UPDATED: 1/8/2011
This article describes free usage limits of network test providers used by Spamassassin, along with recommendations if they are worthwhile to pay for service for sites large enough where a data feed is necessary. Recommendations are based upon statistical data in Spamassassin’s weekly masscheck as collected at RuleQA.
It is important for Spamassassin sysadmins to know the limits and usage restrictions of the various network test providers. If those providers deem that you are abusing their service they might choose to silently block your IP address. This can cause significant problems like mail delivery slowdown as Spamassassin waits until DNS timeout during each mail scan, along with test failure which can cripple your spam filter.
Subscribe to announce-only newsletters targeted at Spamassassin Sysadmins.
COMING SOON: The next article will describe troubleshooting and testing procedures to determine if you have been blocked by a network test provider. If you have been blocked, you probably want to disable that rule in order to avoid timeout delays.

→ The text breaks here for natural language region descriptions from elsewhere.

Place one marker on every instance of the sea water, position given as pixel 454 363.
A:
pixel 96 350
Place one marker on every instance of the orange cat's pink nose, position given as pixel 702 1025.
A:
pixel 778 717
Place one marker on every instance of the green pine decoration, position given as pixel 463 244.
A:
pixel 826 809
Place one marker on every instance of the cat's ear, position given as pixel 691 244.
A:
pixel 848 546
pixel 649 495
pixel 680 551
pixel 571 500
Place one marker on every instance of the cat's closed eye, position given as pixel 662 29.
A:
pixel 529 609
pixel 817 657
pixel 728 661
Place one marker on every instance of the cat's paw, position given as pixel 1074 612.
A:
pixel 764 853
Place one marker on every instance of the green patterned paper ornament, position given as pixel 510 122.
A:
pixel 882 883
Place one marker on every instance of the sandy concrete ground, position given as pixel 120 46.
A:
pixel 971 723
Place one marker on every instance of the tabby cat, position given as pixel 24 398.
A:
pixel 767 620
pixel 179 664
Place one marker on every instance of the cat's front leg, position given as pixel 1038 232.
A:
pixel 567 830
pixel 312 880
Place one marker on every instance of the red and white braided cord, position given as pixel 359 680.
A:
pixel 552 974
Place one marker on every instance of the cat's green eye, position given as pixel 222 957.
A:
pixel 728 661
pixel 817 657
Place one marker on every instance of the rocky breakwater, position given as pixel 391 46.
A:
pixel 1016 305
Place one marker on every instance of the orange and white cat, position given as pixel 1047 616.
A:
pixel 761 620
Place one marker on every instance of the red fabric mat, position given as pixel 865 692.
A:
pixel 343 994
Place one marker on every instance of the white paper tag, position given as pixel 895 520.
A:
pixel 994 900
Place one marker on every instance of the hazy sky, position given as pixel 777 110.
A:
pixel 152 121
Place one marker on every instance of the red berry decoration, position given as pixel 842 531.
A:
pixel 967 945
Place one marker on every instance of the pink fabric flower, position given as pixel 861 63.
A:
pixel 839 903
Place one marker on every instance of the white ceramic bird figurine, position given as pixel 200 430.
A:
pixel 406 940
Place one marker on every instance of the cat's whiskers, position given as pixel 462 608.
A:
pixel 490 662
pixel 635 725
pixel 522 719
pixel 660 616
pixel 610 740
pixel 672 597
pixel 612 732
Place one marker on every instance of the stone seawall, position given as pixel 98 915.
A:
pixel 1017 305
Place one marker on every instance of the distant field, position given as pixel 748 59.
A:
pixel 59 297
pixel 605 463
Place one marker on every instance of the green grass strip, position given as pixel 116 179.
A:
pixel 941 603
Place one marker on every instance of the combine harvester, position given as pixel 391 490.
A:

NOTE: AT&T Business DNS note. AHBL not accessible from China.
Spamhaus.org: RCVD_IN_PBL, RCVD_IN_SBL, RCVD_IN_XBL
Spamhaus is the undisputed best provider of DNSBL service. It is generally safe to outright block MTA connections from hosts listed in zen.spamhaus.org. Their free limits of 100k SMTP/day or 300,000 DNS/day are very generous, but if your usage exceeds the limits this is perhaps the most worthwhile provider to pay for a data feed.
PSBL.org: RCVD_IN_PSBL
No Limits, but the rsync data feed is free, so you might as well run your own rbldnsd mirror if you have more than 100k mail per day.
Spamcop.net: RCVD_IN_BL_SPAMCOP_NET
No limits posted, but their data feed costs $1,000/yr. If you are cut-off from DNS, I’m unsure if buying their data feed is worthwhile as their safety rating has consistently been mediocre.
Barracuda Reputation Block List: RCVD_IN_BRBL_LASTEXT
No apparent limits are posted, but they request that you register your IP addresses to enable DNSBL access. I don’t know if they enforce that registration requirement, as spamassassin uses this BL by default and most sysadmins certainly do not know. In any case it seems they have no data feed available.
AHBL: DNS_FROM_AHBL_RHSBL
They ask that you contact them if you use more than 100k queries per day. But apparently this RHSBL is detecting so few spam (0.02% in recent counts) that you are probably better off disabling it to save yourself a network query during every scan.
SORBS: RCVD_IN_SORBS_*
No published limits, although the bottom of this page does suggest you ask for data feed access.
NJABL.org: RCVD_IN_NJABL_*
RFC-Ignorant.org: DNS_FROM_RFC_*
Their sites do not seem to indicate any usage limits, but with poor 1% spam detection rates and high overlap, you may want to consider disabling if you want to squeeze a tiny efficiency improvement.
DNSWL.org: RCVD_IN_DNSWL_*
Their limit is 100k DNS queries/day. In my opinion DNSWL is the most useful of the whitelist providers. However it is important to know in general whitelist providers are not necessary to spamassassin’s safe operation, but it does help a slight bit.
ReturnPath: RCVD_IN_RP_*
Their SAFE and CERTIFIED lists are described here where it says the limits are 100k/day.
SuretyMail: RCVD_IN_IADB_*
No limits and free data feed.
SURBL: (Most of the URIBL_* rules.)
250k limit per day. If you are a large site, it is well worth the price for a data feed. URIBL’s are powerful, effective and safe.
Vipul’s Razor: RAZOR2_CF*
No mention of limits, but this page mentions Cloudmark for large deployments.
Pyzor: PYZOR_CHECK
No mention of limits, but if you are a large site you should probably look into running your own pyzor server.
DCC: DCC_*
100k limit per day, otherwise you should run your own DCC server and join the global network.